Thomas v. Hill
| Decision Date | 31 December 1848 |
| Citation | Thomas v. Hill, 3 Tex. 270 (Tex. 1848) |
| Parties | BENJAMIN R. THOMAS, Appellant, v. ISAAC L. HILL, Administrator of BENJAMIN THOMAS, Deceased, Appellee |
| Court | Texas Supreme Court |
OPINION TEXT STARTS HERE
Appeal from Austin County.
Where the plaintiff sued to recover money alleged to have been expended by him in payment of debts of an estate of which he was then the administrator, and the defendant (the administrator de bonis non) pleaded in reconvention, claiming of the plaintiff the hire of certain negroes and proceeds arising from the sale of property belonging to the estate, which he alleged the plaintiff had converted to his own use: Held, that the matters thus pleaded by defendant did not come within the description of such as are prohibited from being pleaded in set-off by the 4th section of the act of 1840, “allowing discounts and set-offs.” [5 Tex. 501;6 Tex. 406;7 Tex. 55;11 Tex. 28.]
The object of the law in allowing set-offs is to avoid a multiplicity of actions. Where, therefore, the respective demands of the parties are of such a nature as to admit of their being all settled in one action, the law intends that this shall be done.
The right of the plaintiff, in general, to take a nonsuit, is unquestionable; but an application to this effect comes too late after the defendant has pleaded in reconvention.

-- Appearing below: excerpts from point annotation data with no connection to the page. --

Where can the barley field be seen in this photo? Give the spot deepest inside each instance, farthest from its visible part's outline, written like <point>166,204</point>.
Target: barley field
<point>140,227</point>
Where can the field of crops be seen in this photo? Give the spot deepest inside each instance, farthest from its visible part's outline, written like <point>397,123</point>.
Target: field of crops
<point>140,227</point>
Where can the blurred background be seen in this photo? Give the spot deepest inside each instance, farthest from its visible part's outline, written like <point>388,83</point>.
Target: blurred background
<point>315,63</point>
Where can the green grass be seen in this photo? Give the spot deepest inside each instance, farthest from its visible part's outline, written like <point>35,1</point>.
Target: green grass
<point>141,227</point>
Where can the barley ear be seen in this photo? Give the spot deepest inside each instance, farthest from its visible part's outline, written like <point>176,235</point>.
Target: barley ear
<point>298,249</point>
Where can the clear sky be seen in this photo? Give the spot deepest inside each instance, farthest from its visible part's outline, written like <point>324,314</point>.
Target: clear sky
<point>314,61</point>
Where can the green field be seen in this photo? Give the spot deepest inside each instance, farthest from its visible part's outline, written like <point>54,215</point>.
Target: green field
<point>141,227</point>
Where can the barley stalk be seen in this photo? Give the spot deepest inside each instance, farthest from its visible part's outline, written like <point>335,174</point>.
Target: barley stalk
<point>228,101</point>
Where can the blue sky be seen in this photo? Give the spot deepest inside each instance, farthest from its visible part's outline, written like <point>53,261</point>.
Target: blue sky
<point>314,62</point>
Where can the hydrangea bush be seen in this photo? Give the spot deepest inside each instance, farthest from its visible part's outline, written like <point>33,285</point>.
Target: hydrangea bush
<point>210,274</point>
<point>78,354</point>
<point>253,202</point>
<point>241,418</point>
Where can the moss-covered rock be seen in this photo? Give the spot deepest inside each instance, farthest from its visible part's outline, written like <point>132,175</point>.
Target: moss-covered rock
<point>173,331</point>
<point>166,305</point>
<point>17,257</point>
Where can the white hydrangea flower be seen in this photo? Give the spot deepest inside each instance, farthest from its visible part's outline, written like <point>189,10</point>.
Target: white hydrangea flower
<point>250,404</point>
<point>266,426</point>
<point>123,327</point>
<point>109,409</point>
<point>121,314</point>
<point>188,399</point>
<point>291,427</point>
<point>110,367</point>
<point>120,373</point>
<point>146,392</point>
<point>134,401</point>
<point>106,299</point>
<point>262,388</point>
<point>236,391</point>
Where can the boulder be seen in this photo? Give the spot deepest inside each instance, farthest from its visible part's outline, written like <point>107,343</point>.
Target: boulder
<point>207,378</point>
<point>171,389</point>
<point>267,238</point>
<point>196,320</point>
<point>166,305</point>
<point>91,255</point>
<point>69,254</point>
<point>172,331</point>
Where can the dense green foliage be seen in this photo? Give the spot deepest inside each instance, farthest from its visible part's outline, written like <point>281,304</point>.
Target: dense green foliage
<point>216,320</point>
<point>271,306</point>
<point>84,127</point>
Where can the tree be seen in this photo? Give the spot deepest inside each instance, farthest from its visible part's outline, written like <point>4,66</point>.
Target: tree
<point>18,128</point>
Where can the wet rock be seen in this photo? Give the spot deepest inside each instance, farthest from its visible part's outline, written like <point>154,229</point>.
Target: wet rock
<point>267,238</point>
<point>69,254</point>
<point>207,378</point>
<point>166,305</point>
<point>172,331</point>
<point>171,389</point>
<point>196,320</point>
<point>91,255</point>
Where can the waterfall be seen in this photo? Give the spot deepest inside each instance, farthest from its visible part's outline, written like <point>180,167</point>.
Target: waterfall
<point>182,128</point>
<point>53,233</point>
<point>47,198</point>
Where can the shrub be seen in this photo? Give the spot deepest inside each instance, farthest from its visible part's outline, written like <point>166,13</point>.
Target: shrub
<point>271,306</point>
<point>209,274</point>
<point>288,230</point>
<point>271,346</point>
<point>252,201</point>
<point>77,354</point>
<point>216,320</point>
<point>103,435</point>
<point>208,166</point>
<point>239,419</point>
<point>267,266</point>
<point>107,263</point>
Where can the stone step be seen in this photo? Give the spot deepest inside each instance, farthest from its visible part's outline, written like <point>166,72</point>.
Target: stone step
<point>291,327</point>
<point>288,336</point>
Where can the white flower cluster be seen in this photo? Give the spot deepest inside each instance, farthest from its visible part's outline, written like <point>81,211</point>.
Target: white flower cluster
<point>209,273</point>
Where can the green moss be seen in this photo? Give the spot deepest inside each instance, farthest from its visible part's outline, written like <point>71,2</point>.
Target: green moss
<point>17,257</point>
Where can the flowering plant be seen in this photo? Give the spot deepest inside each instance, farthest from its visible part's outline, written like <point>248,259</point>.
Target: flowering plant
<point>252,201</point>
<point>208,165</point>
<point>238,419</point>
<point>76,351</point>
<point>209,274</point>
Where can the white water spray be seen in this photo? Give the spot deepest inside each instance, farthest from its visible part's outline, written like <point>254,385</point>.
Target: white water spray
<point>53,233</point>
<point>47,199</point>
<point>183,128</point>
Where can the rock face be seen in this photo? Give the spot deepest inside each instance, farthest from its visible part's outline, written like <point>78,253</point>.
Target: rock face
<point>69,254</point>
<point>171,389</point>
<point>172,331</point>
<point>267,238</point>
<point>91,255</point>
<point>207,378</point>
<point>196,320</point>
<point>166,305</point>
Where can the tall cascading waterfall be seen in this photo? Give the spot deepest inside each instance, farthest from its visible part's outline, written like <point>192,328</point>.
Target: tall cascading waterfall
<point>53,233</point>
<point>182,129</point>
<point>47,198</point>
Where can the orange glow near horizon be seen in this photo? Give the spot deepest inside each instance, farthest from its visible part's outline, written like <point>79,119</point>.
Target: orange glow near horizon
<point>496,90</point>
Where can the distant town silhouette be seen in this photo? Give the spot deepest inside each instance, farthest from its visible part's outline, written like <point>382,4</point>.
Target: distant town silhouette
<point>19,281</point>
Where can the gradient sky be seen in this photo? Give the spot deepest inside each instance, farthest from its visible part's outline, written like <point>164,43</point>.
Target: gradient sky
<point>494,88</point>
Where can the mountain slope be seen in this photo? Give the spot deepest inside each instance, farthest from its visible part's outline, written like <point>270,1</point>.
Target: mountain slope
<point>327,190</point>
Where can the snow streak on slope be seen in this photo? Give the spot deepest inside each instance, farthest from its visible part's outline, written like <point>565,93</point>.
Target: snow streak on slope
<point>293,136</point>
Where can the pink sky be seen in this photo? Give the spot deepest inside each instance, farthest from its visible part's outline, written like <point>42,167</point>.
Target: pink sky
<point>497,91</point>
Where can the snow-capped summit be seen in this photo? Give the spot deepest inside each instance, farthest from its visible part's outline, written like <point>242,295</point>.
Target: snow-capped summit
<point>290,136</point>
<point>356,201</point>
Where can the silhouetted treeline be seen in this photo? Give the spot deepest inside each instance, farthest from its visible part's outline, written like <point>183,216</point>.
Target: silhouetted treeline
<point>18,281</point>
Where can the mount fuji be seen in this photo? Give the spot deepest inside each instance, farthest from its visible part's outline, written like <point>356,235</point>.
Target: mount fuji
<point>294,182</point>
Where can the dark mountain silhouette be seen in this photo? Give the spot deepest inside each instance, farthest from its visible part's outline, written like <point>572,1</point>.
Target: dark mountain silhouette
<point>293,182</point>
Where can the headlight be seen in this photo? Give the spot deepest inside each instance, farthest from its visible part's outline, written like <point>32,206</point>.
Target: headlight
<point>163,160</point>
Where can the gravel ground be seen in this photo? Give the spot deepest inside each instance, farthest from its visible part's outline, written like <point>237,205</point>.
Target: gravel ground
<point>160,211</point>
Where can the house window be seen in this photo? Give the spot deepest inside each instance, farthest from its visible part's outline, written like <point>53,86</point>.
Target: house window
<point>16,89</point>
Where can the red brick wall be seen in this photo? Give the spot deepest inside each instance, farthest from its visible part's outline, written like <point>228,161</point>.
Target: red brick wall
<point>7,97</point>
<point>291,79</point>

The appellant brought suit in the district court to the fall term, 1843, alleging that he administered on the estate of Benj. Thomas, deceased, and that, while acting as administrator, he paid debts of the estate to the amount of eleven hundred and forty-eight dollars; that he afterwards resigned the administration, and, that after his resignation, he presented his claim to the administrator de bonis non, who refused to allow it.
At the first term the defendant answered by a general denial, and a plea in reconvention, in which he claimed to recover of the plaintiff sixteen hundred dollars for the hire of negroes belonging to the estate of the decedent, and two hundred dollars, the proceeds of the sale of property of the estate, alleged to have been withheld and appropriated by the plaintiff to his own use. The defendant subsequently amended, claiming of the plaintiff the proceeds of several notes belonging to the estate, and alleged to have been received by the plaintiff while administrator. The plaintiff replied to the plea in reconvention, that the matters so pleaded were not cognizable in the district court, but only in the probate court. He also excepted to the plea upon the ground that the matters therein contained were not the proper subject of set-off and reconvention under the statute.
The exceptions were overruled, and he then asked leave to take a nonsuit, which the court refused. At the trial at the fall term, 1848, the plaintiff asked the court to instruct the jury, “that in an action founded on a certain demand, the defendant cannot, under the plea in reconvention, give evidence of any unliquidated demand.” This instruction the court refused. There was a verdict for the defendant for seven hundred and forty-three dollars and thirty seven cents, upon which the court gave judgment and the plaintiff appealed. The appellee became administrator de bonis non of the estate after the commencement of the suit.
RIPERS for appellant.
MUNGER and HARRIS for appellee.
Mr. Justice WHEELER, after stating the facts, delivered the opinion of the court.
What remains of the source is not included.